INDIANAPOLIS — Indiana House Republicans passed House Bill 1264 through the Elections and Apportionment Committee on Wednesday morning — a bill which runs Hoosiers’ voter data through private databases like credit reporting agencies and targets civic engagement organizations and transient voters, including military families and the unhoused.
Currently, first-time registrants who register to vote by mail must provide proof of residency before or when casting their absentee ballot or on Election Day. Under this proposal, applicants who had their registration hand-delivered — a common method used by the League of Women Voters and other civic organizations — will now be placed in an indefinite “pending” status until they have provided their proof of residency to the county voter registration or clerk’s office before their name will appear on any poll list. This means this group of first time voters will not be eligible for an absentee ballot until their registration becomes active or on Election Day if they take extra steps to provide proof of residency to cast a regular ballot.
In addition, private credit reporting agencies such as Experian would be entrusted with the voter data of every Hoosier — and people can be removed from the voter rolls because of the address they have on file.
“Today is a sad day for Hoosier voters. Republicans talk about election security, but want to hand your voter data over to private companies to sell and plunder,” said Indiana Democratic Party Chair Mike Schmuhl. “In addition, students, renters, military families, and many other Hoosiers who don’t always stay in one place or whose private data may be wrong, will have their registrations in jeopardy despite the fact that they have done nothing wrong.
“Civic organizations like the League of Women Voters, school corporations, and libraries take great pride in registering Hoosiers to vote, many for the first time.
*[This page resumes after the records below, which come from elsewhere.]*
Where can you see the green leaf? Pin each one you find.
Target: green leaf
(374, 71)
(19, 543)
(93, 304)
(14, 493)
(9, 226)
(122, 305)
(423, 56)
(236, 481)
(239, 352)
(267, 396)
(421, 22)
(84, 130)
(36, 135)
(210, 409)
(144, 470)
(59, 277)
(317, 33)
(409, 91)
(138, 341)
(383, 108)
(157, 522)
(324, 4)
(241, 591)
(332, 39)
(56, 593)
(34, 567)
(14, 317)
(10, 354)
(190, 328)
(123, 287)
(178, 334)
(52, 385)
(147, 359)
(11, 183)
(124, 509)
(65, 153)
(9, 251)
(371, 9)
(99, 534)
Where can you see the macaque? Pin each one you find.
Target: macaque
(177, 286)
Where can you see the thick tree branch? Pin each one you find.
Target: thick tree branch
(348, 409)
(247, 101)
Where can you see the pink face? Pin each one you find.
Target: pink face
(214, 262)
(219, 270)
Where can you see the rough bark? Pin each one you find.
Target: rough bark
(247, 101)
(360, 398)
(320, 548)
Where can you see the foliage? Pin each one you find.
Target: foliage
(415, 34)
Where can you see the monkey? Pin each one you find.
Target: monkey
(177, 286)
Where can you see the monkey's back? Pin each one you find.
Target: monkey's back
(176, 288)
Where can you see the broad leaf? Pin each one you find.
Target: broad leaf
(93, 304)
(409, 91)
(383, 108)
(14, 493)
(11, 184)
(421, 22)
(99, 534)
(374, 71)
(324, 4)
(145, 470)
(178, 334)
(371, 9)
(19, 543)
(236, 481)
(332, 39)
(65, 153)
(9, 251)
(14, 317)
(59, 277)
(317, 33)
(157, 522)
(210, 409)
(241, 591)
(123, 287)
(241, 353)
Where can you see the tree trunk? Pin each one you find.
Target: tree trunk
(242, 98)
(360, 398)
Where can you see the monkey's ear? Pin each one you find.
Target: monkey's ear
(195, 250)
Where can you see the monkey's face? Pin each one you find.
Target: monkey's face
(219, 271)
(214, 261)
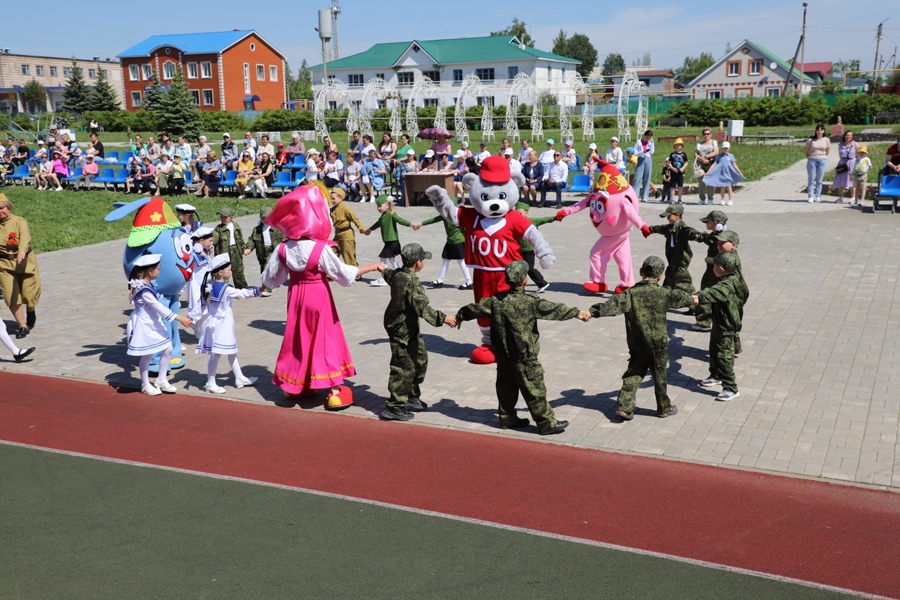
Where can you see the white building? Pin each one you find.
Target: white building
(495, 60)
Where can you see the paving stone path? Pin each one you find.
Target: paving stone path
(819, 376)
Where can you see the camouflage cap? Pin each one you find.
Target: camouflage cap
(412, 253)
(728, 236)
(516, 272)
(716, 215)
(653, 266)
(673, 209)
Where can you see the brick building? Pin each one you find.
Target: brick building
(228, 70)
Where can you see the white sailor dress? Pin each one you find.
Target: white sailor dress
(147, 332)
(218, 330)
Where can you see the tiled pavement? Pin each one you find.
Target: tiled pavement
(819, 375)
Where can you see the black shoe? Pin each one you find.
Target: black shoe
(416, 404)
(389, 415)
(23, 354)
(558, 428)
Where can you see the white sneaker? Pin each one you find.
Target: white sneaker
(245, 382)
(165, 387)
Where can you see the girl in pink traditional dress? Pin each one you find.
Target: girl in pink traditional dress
(314, 353)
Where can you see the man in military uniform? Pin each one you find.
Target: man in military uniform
(644, 307)
(409, 358)
(264, 239)
(228, 239)
(725, 298)
(515, 339)
(678, 248)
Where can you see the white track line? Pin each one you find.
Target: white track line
(430, 513)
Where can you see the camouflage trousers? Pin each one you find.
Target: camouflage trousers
(528, 378)
(721, 358)
(409, 362)
(656, 361)
(237, 267)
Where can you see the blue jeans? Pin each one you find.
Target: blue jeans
(815, 171)
(642, 177)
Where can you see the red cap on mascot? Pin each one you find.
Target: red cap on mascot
(495, 169)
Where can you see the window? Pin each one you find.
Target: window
(486, 75)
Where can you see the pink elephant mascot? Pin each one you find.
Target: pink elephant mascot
(614, 212)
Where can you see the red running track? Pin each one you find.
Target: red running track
(830, 534)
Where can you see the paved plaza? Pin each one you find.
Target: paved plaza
(819, 375)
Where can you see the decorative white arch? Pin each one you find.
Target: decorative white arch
(631, 85)
(472, 86)
(337, 90)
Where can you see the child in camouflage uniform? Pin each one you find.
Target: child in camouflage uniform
(228, 239)
(409, 359)
(644, 307)
(516, 344)
(264, 239)
(678, 249)
(725, 298)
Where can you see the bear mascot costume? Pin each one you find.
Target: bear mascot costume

This bill is a slap in the face to them, and their hard work to get Hoosiers — many of whom have just turned 18 — engaged and excited about taking part in our democracy.”
Counties would also rely on BMV data to make citizenship determination, even though the bi-partisan Indiana Election Division already cautions registration officials from using BMV temporary lawful status data because it is often outdated, and just a point-in-time reference that is not updated with any regularity.
The bill’s citizenship requirements simply rely on often faulty private data, and a similar provision in an Arizona election law has been temporarily blocked by a federal district court.